Бенедикт прихлебнул из кружки с самым высокоученым видом.
— Аэронавты на воздушных судах, очевидно, имели обычай сочинять всё новые куплеты к любимым песням, пока несут вахту. Но лишь самые лучшие…
— Вернее сказать, похабные, — внесла поправку Гвен.
Бенедикт утвердительно мотнул головой.
— …лишь самые лучшие куплеты сохраняются в памяти поколений. Учитывая, сколько веков насчитывают традиции аэронавтики…
Гвен выгнула бровь.
— Хочешь сказать, они могут горланить эту дурацкую песню всю ночь напролет? Так, что ли?
— И гораздо дольше, если только сил хватит, — сказал Бенедикт, щурясь на веселого, разрумянившегося эфирреалиста. — Одно не понятно. Откуда мастер Ферус знает столько куплетов?
— Я и сам был когда-то воздухоплавателем! — выкрикнул Ферус. И тут же возгласил, хором с горсткой других посетителей: — Semper fortitudo!

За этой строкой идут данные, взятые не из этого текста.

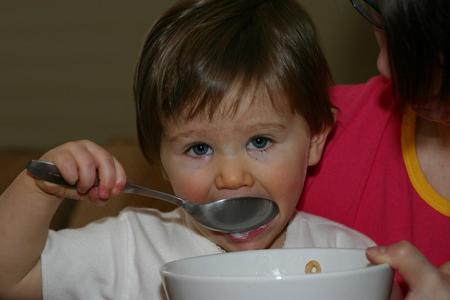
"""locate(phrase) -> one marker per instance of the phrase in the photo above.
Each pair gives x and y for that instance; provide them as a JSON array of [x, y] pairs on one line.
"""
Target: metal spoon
[[230, 215]]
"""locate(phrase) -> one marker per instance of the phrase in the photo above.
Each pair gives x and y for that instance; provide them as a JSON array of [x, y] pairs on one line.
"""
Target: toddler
[[232, 100]]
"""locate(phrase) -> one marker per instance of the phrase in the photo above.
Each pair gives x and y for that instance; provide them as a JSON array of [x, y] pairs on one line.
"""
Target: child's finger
[[106, 167], [121, 178], [407, 260]]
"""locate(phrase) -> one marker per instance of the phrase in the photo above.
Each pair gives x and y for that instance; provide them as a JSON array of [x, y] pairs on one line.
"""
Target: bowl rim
[[369, 268]]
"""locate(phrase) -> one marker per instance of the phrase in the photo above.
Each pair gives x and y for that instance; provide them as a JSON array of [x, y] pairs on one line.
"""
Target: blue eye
[[199, 150], [259, 143]]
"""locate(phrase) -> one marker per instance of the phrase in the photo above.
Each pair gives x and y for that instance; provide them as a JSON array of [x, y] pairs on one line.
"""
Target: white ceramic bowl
[[277, 274]]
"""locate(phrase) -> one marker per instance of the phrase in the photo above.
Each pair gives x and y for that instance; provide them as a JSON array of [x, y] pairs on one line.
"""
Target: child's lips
[[249, 235]]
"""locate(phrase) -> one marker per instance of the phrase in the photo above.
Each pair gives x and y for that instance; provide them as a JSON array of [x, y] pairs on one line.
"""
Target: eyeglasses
[[369, 9]]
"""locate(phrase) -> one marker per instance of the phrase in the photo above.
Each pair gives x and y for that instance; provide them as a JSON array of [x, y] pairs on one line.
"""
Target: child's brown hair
[[200, 50]]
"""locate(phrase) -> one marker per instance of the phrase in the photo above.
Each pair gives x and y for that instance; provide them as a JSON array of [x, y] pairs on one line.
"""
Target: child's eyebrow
[[270, 126]]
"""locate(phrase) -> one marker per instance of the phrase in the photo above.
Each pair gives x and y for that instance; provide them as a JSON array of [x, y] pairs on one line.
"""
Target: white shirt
[[120, 258]]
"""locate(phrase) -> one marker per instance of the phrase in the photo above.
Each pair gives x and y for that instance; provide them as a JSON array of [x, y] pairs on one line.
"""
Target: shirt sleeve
[[86, 263]]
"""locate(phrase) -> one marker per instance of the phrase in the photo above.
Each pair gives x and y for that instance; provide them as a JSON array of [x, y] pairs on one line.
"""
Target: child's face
[[256, 152]]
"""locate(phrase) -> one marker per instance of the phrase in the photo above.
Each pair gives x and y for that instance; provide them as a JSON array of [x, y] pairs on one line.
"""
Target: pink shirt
[[369, 178]]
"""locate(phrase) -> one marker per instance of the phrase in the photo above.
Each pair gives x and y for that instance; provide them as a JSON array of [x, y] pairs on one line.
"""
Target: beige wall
[[66, 67]]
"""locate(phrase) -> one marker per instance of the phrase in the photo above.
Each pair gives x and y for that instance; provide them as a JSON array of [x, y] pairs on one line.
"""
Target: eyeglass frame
[[373, 4]]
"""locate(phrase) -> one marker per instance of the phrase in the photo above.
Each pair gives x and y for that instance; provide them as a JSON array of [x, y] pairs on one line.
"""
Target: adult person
[[386, 171]]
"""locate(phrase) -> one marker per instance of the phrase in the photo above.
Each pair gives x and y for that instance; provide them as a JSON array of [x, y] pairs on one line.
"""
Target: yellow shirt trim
[[415, 174]]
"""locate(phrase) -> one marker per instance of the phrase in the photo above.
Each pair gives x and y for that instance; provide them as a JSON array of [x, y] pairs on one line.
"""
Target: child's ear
[[316, 146]]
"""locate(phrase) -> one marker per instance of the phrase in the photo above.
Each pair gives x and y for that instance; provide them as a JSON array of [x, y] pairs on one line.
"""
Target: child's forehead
[[235, 103]]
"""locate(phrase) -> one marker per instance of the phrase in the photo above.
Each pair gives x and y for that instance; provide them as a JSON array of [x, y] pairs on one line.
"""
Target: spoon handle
[[47, 171]]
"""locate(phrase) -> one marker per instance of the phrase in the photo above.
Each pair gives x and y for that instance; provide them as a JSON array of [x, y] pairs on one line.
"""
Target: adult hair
[[418, 41], [202, 50]]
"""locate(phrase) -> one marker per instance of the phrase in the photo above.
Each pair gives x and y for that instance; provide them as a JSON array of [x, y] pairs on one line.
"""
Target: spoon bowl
[[229, 215]]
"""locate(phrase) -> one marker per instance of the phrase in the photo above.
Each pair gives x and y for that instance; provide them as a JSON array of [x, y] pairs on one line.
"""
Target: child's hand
[[80, 162], [424, 280]]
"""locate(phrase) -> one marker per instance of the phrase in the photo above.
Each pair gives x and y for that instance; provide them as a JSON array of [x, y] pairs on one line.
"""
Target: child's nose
[[233, 174]]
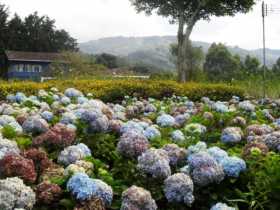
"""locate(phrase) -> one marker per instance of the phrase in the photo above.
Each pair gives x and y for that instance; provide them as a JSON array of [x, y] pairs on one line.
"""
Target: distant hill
[[154, 50]]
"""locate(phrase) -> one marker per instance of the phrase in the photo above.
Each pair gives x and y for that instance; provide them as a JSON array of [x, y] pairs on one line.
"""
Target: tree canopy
[[33, 33], [186, 13]]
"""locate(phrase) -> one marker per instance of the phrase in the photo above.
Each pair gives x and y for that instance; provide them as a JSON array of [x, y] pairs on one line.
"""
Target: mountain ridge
[[154, 50]]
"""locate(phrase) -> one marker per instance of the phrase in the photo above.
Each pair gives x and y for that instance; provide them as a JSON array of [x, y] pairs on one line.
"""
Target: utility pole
[[264, 14]]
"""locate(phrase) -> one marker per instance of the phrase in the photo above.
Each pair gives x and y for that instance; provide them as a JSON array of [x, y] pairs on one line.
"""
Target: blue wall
[[14, 74]]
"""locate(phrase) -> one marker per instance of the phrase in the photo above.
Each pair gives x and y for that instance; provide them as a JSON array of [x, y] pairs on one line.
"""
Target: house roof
[[33, 56]]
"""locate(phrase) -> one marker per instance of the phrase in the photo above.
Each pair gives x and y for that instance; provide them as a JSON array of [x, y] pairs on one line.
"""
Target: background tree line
[[33, 33]]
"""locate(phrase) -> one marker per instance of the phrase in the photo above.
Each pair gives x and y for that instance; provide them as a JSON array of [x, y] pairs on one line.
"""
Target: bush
[[113, 90]]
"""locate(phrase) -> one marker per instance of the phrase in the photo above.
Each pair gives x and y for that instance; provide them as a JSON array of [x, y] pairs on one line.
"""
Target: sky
[[93, 19]]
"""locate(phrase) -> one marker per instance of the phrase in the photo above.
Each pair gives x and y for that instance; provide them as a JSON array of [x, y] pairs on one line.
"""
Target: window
[[37, 68]]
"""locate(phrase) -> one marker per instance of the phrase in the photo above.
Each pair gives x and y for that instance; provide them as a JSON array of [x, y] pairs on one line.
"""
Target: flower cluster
[[132, 144], [178, 188], [73, 153], [221, 206], [85, 188], [231, 135], [154, 163], [137, 198], [58, 136], [14, 194], [16, 165]]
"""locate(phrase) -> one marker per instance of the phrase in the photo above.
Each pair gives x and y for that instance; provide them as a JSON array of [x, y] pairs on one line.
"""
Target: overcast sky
[[92, 19]]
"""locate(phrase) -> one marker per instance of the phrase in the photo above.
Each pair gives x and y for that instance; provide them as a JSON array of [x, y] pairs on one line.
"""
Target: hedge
[[113, 90]]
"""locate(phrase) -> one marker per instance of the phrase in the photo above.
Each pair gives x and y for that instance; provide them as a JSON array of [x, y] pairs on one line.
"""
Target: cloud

Гвен издала негромкий стон.
— Fortitudo, мисс Ланкастер, — повторил мастер Ферус, спрыгивая со стола на свой табурет с грацией (или же с пьяной беспечностью) человека куда более молодого. — Вот старое, очень старое выражение, даже по моим стандартам. Вам известно, что оно означает?
— Силу, — не задумываясь, ответила Гвен. — «Всегда сильны».
— Да, но какую силу? — уточнил Ферус, перекрикивая рев нового певца, выводящего очередной куплет песни.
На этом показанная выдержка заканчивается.